It is very unlikely that Chris understood his condition, the questions the lawyers were asking or the consequences of his “prayer.” That he was unable to make medical decisions is supported by the fact that his parents had been making his medical decisions. The Harris County judge agreed with the hospital’s request that a single legal guardian be named by a separate court.
“Life-sustaining treatment,” “medically inappropriate” and “Artificially Administered Nutrition and Hydration” are legal terms defined in the Texas Advance Directive Act (TADA), which outlines the exact procedure and language for communications between doctors, the hospital committee, and patients or their surrogates. The use, monitoring and adjustment of a mechanical ventilator is in the definition of “life-sustaining treatments.” TADA specifically excludes “Artificially Administered Nutrition and Hydration” (AANH) in the definition of “life sustaining treatments,” which would argue against the accusation that his doctors planned to withdraw “food and water.”
The only legal reason under TADA to remove any “life-sustaining treatment” is that it is deemed “medically inappropriate” by the attending physician and then only if the hospital medical or ethics committee “affirms” that decision. If and when they are withheld, the Act specifically prohibits “mercy killing” or otherwise intentionally intervening with the intent to cause death by artificial means.
Additional demands by Chris’ mother, Mrs. Kelly, and the lawyers in blogs and news articles would have also fallen under the legal definition of “life-sustaining treatment.” These demands included a biopsy in order to determine a definitive tissue diagnosis for the clinically apparent pancreatic cancer and liver lesions, a surgical tracheostomy and the removal of the ventilator (to be fair, I believe they meant the tube through the vocal chords), less sedation, searches for and trials of treatment of the cancer, and the non-standard use of an indwelling drain for the ascites (large exudates in the abdomen due to high pressures in the liver and the failure of the liver to make necessary proteins). These are invasive, potentially painful and, based on the reported size and effects of the mass, the extent of liver damage visibly evident in the videos as temporal wasting and copper-colored skin, ascites and the GI bleeding – they were very unlikely to lengthen his life, much less cure his cancer. In fact they could be very likely to hasten – or be the immediate cause of – his death.
Chris died in the ICU on full life-sustaining treatments, including the ventilator and intravenous AANH.
The doctors are on record as basing their decision on the suffering caused by the treatments to their patient, Chris. This is consistent with the known side-effects of the ventilator and even reports from Chris’ mother, who told reporters that Chris suffered from the treatments and fluid building up in his lungs despite the ventilator. And yet, Dr. Hawley made sensational statements such as:

“For patients with terminal illnesses, this standard often leads to the utilitarian question: Is the patient’s life still worth living?
“In Chris Dunn’s case, the committee’s answer was “no.” Relative strangers with little or no knowledge of his values and beliefs weighed his “quality of life” and decided that he no longer deserved to live.”
And,
“. . . How did these committee members who had only recently met the patient—if they ever met him at all—know that it was in his best interest for them to end his life?”
And,
“. . . But, somehow, we are to believe that these committee members were able to deduce existential truths about what was in Chris Dunn’s best interest?”
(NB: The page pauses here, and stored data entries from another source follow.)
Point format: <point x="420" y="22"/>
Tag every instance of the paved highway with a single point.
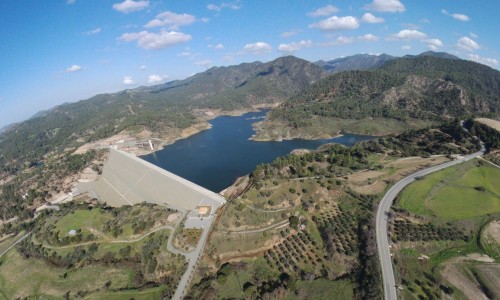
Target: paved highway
<point x="381" y="222"/>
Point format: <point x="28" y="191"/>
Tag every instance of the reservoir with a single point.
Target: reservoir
<point x="216" y="157"/>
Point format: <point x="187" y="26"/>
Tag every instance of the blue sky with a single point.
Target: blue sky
<point x="59" y="51"/>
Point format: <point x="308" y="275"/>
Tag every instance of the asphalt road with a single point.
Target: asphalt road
<point x="193" y="258"/>
<point x="381" y="222"/>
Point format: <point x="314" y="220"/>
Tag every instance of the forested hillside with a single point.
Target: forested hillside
<point x="156" y="108"/>
<point x="422" y="87"/>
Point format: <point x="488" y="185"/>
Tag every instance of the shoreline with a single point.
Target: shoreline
<point x="128" y="141"/>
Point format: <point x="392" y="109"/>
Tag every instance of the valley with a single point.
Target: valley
<point x="295" y="225"/>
The physicians who cared for Mr. Dunn for over a month had certainly met him and members of the Methodist Hospital Biomedical Ethics Committee met with the family several times. Court documents are clear that the doctors believed the life-sustaining treatments were causing suffering and that the committee agreed that the treatments were medically inappropriate. There certainly is no evidence that the doctors or the committee members sought to intentionally “end” Chris’ life. “Medically inappropriate treatment” is not an “existential truth” and never in the patient’s best interest.
(Some may remind us that suffering can have benefits. However, Mr. Dunn couldn’t consent to suffering, much less benefit from the suffering, whether as a medical treatment or a willing religious self-sacrifice.)
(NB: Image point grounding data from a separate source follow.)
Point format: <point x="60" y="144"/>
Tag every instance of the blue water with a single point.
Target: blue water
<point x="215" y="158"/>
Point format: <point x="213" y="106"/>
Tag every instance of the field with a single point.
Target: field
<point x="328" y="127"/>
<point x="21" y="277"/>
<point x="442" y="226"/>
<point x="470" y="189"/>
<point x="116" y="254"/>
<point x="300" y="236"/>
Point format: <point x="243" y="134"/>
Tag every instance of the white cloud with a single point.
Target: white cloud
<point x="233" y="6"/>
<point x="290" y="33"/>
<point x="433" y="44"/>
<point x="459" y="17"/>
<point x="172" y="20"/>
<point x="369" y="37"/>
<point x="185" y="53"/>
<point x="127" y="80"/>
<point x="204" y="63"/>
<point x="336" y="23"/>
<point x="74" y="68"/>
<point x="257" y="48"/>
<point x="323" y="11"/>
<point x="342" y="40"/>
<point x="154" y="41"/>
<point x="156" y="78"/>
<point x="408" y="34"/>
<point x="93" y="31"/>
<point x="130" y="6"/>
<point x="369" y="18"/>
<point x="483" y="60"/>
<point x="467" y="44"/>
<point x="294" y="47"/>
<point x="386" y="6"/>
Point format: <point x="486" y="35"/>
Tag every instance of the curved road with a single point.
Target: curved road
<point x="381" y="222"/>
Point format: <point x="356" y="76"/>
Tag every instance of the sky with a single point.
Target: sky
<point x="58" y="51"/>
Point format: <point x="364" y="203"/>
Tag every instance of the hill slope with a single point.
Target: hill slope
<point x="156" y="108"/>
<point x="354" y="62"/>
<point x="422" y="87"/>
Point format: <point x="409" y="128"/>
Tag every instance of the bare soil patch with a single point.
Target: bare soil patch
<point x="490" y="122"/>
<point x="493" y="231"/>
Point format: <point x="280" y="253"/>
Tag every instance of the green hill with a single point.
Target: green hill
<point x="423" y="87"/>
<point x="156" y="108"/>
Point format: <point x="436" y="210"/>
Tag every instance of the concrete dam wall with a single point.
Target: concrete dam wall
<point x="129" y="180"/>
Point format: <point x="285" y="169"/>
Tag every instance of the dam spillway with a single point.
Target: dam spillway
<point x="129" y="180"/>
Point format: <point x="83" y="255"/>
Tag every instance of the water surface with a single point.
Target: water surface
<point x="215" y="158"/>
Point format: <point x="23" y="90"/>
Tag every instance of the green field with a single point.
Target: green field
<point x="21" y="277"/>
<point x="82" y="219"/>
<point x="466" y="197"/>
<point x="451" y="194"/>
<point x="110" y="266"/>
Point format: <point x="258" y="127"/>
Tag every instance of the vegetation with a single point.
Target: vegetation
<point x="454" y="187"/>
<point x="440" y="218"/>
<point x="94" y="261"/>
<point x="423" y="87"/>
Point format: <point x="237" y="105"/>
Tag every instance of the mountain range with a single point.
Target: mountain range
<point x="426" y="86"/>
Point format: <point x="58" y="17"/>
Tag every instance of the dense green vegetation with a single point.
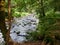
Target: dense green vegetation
<point x="47" y="11"/>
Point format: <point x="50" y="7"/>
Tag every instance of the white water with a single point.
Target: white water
<point x="1" y="39"/>
<point x="21" y="26"/>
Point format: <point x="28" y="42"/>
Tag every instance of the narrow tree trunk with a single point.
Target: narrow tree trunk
<point x="2" y="18"/>
<point x="42" y="12"/>
<point x="9" y="19"/>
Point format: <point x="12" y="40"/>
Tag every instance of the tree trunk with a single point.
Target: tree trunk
<point x="42" y="8"/>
Robert P. George is one of my heroes a conservative tenured professor of law and ethics at Princeton and one of the founders of the Witherspoon Institute, an organization known for its defense of Judeo-Christian ethics based on natural law, and the parent organization of Public Discourse. He has helpfully outlined a “key” to evaluate the withholding or withdrawing of life-sustaining care:

“[T]he key is the distinction between what traditionally has been called “direct killing,” where death (one’s own or someone else’s) is sought either as an end in itself or as a means to some other end, and accepting death or the shortening of life as a foreseen side effect of an action or omission whose object is something other than death—either some good that cannot be achieved or some evil that cannot be avoided without resulting in death or the shortening of life.”

George and Hawley each point to a value in medicine that is higher than autonomy or even preserving life at all costs: the duty of physicians to care for the patient. “Cure when possible, but first, do no harm.”
The lawyers didn’t just sue to maintain “life-sustaining treatments,” or even Mrs. Kelly’s right to force the doctors to treat Chris the way she wanted them to. The lawsuit, blog posts and public statements document the ultimate goal to have TADA declared unconstitutional and to force all doctors to give patients and surrogates the right to demand any and all desired treatment indefinitely. The power of State courts, law enforcement and licensing would be used to force Texas doctors to carry out acts against our medical judgment, education, experience and conscience.
What justification can the lawyers and Dr. Hawley give for not believing the physicians who care for patients daily and hourly when those caretakers document that the patient is suffering?

What kind of physicians will we end up with if the State can force us to act without judgement or conscience?

What kind of State would we have?

Based on a video and his imagined conversations between “malevolent” and “utilitarian” doctors and hospitals, Hawley declares Texas a “morally impoverished society.” Ignoring sworn statements from the physicians and misrepresenting TADA, he distorts the purpose of the Texas Advance Directive Act, which is to address the problems encountered when patients and surrogates disagree., Only by assuming evil intent is he able to force doctors to prove a negative and distract from any possibility of a conflict between the equal and inalienable rights of the patient and the doctor.

While the video of Chris apparently praying to be allowed to live wrenched at our emotions, it was used to tell a false story upon which Dr. Hawley built his harmful assumptions. We would all do well to remember my Mama’s advice: Don’t believe anything you hear and only half of what you see.”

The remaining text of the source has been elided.